I am lucky to be eating. Even luckier to have protein. I am so overtly well fed. Overlyfed. More than fortunate. What a hypocrite I am, I think, as I balk at the proteinacous floating bits before me. Hungry sunken child eyes and flaccid skin and bony ribs flash behind my eyelids. Selfish hypocrite.

And so, I take a deep breath and face the bobbing oil-slickaceous goat stew.

Thank you, Estelle, the goat, for the days tied without dignity to the toilet, fattening yourself up for this day. That can't have been an inspiring life for you. Thank you cooks, who raised, slaughtered, skinned and slaved to prepare this stew for me today. Because you are honoring me, as a volunteer in your clinic, and a guest in your land, with this gift of meat. Because you take the time to caringly cook for me. In a land where so many go hungry every night.

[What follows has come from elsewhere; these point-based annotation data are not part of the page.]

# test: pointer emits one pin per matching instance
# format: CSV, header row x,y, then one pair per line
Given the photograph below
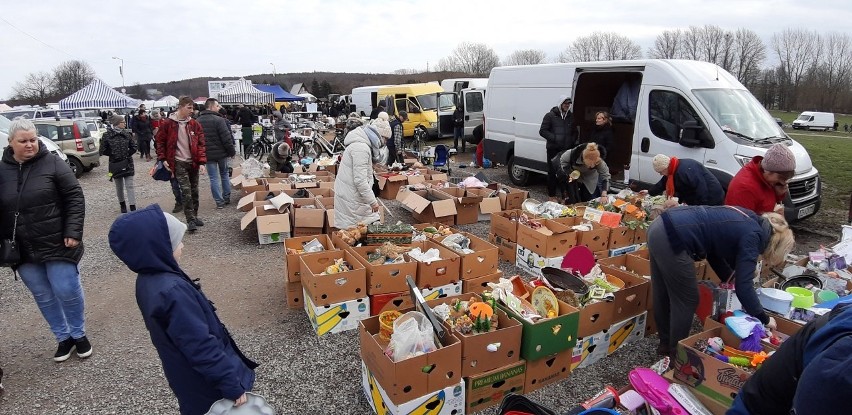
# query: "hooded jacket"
x,y
730,239
353,189
118,146
218,140
557,128
200,359
52,207
750,190
167,136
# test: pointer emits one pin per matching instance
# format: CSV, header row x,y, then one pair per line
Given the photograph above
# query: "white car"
x,y
51,146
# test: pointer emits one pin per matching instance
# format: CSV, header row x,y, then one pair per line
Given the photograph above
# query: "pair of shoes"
x,y
63,351
84,348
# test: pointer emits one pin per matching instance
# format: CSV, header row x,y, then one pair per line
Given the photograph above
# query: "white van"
x,y
681,108
810,120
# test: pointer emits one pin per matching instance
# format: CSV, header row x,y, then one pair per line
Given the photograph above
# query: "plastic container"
x,y
775,300
802,297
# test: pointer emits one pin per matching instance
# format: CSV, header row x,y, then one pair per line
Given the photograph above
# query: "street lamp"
x,y
121,70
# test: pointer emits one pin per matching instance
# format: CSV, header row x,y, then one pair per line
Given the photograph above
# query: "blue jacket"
x,y
200,359
694,185
729,239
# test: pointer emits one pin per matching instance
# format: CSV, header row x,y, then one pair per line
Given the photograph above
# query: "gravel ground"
x,y
299,373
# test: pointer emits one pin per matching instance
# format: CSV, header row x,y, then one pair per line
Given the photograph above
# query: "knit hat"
x,y
661,163
176,230
778,159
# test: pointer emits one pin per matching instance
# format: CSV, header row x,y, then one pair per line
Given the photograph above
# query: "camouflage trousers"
x,y
187,179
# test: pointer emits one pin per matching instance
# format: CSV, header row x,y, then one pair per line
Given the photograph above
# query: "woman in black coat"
x,y
119,146
42,208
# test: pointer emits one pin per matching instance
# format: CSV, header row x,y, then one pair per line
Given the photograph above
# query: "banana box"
x,y
337,317
626,331
590,349
447,401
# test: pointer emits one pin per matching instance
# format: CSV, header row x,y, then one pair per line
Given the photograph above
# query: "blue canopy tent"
x,y
97,95
280,94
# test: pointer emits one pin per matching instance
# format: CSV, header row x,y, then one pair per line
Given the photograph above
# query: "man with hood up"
x,y
200,359
557,129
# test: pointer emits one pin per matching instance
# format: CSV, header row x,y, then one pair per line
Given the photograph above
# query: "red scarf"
x,y
673,162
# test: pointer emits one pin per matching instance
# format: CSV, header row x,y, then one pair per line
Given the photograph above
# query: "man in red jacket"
x,y
180,145
762,183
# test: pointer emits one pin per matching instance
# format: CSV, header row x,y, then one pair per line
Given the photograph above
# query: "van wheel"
x,y
76,167
519,176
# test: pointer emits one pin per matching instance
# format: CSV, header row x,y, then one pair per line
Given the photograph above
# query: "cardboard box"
x,y
506,250
292,266
447,401
332,288
428,206
272,225
551,240
337,317
478,285
441,272
407,380
718,380
590,349
383,279
532,263
488,389
505,224
483,261
295,295
467,205
626,331
548,336
547,370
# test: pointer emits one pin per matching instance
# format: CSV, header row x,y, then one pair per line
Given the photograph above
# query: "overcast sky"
x,y
170,40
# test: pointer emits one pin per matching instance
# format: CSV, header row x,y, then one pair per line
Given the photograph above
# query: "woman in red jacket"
x,y
762,183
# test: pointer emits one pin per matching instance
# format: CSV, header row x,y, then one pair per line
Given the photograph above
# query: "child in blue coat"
x,y
200,359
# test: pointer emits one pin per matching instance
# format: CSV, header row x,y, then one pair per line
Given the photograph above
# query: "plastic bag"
x,y
412,336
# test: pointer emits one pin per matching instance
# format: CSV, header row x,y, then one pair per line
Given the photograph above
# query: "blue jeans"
x,y
220,183
55,285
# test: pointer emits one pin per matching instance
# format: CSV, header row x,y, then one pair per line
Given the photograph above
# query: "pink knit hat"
x,y
779,158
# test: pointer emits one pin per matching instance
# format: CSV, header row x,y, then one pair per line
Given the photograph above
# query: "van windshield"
x,y
737,112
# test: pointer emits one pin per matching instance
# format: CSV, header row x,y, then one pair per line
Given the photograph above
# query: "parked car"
x,y
4,140
75,140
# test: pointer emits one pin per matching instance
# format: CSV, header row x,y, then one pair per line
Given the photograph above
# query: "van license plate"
x,y
805,211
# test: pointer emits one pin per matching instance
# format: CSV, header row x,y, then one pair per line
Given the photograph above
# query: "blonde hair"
x,y
591,155
781,241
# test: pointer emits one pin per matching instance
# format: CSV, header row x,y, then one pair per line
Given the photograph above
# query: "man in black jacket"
x,y
220,149
557,129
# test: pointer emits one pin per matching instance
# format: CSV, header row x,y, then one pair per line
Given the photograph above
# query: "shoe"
x,y
84,348
63,351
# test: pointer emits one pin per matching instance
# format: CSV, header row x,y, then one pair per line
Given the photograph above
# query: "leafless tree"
x,y
471,58
71,76
526,57
796,50
36,87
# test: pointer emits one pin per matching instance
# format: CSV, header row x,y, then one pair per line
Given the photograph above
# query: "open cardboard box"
x,y
428,206
413,377
551,240
441,272
384,279
483,261
332,288
292,265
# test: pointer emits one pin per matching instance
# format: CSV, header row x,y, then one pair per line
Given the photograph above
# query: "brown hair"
x,y
781,241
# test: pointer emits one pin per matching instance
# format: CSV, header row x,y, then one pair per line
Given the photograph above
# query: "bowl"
x,y
802,297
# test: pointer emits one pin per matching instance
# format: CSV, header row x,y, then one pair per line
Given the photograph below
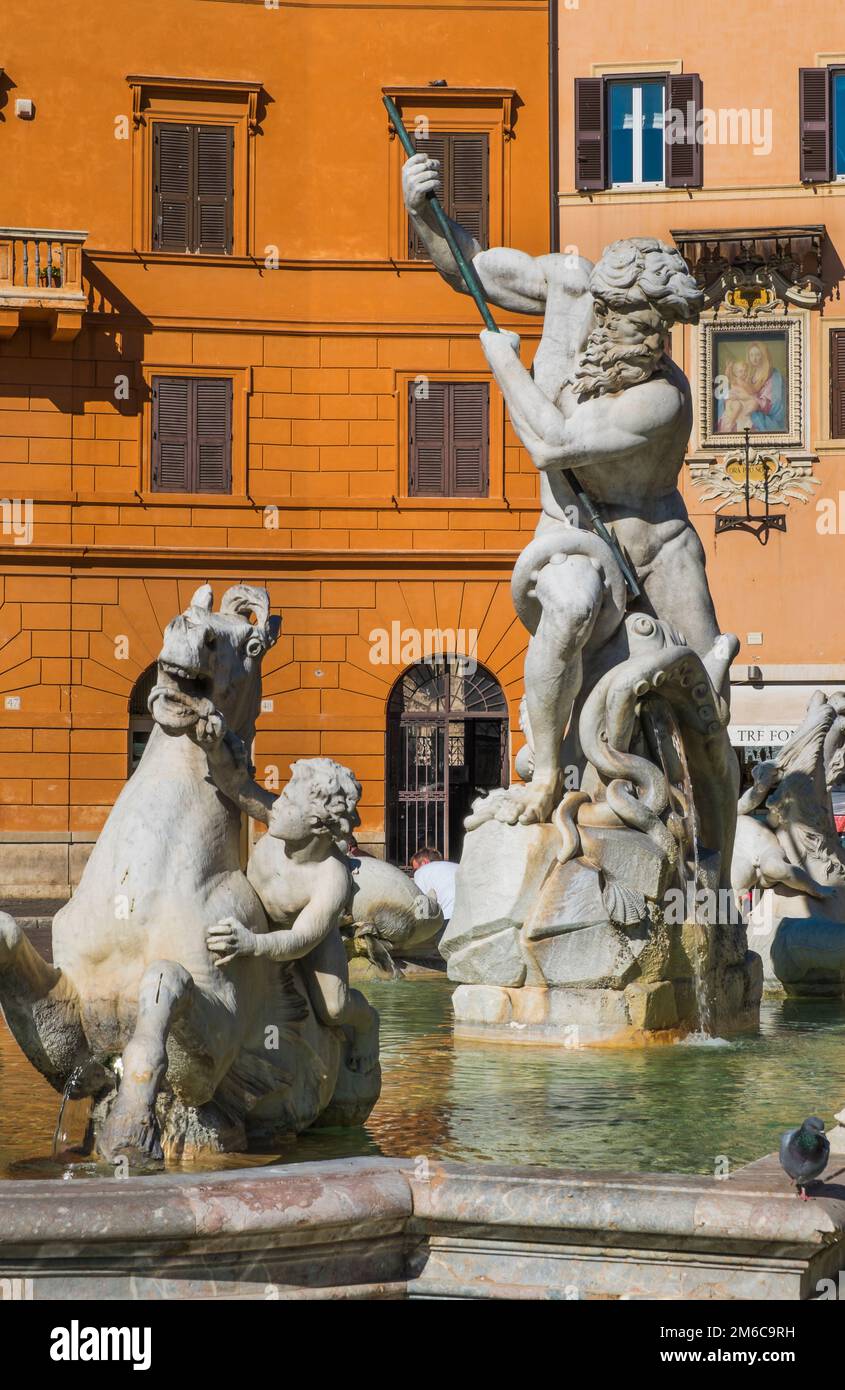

Thank you for this food today. And for the contrast of my lot in life...with those that I meet every make me realize how fortunate and comfortable I truly am.

Don't let me forget that.

And, well, in a flash of extreme immaturity, here's a shout out to Louisiana Hot Sauce.
You are the ambassador of the international food ingestion challenge. The peacekeeper. The great leveler of the experimental pallate. Creating peace, understanding and culinary tolerance wherever you set your beautiful red-orange glass-bottled self.
Glad to have made your acquaintance here in Haiti.
You singlehandedly retrieved the shards of my wavering idealism.
While effectively suppressing my overlyzealous goat-induced gag reflex.

Today, you -- in your uniquely firey, spicy, distractingly vivacious nature -- are my hero.

Perhaps, starting today, I will endeavor to be more like you.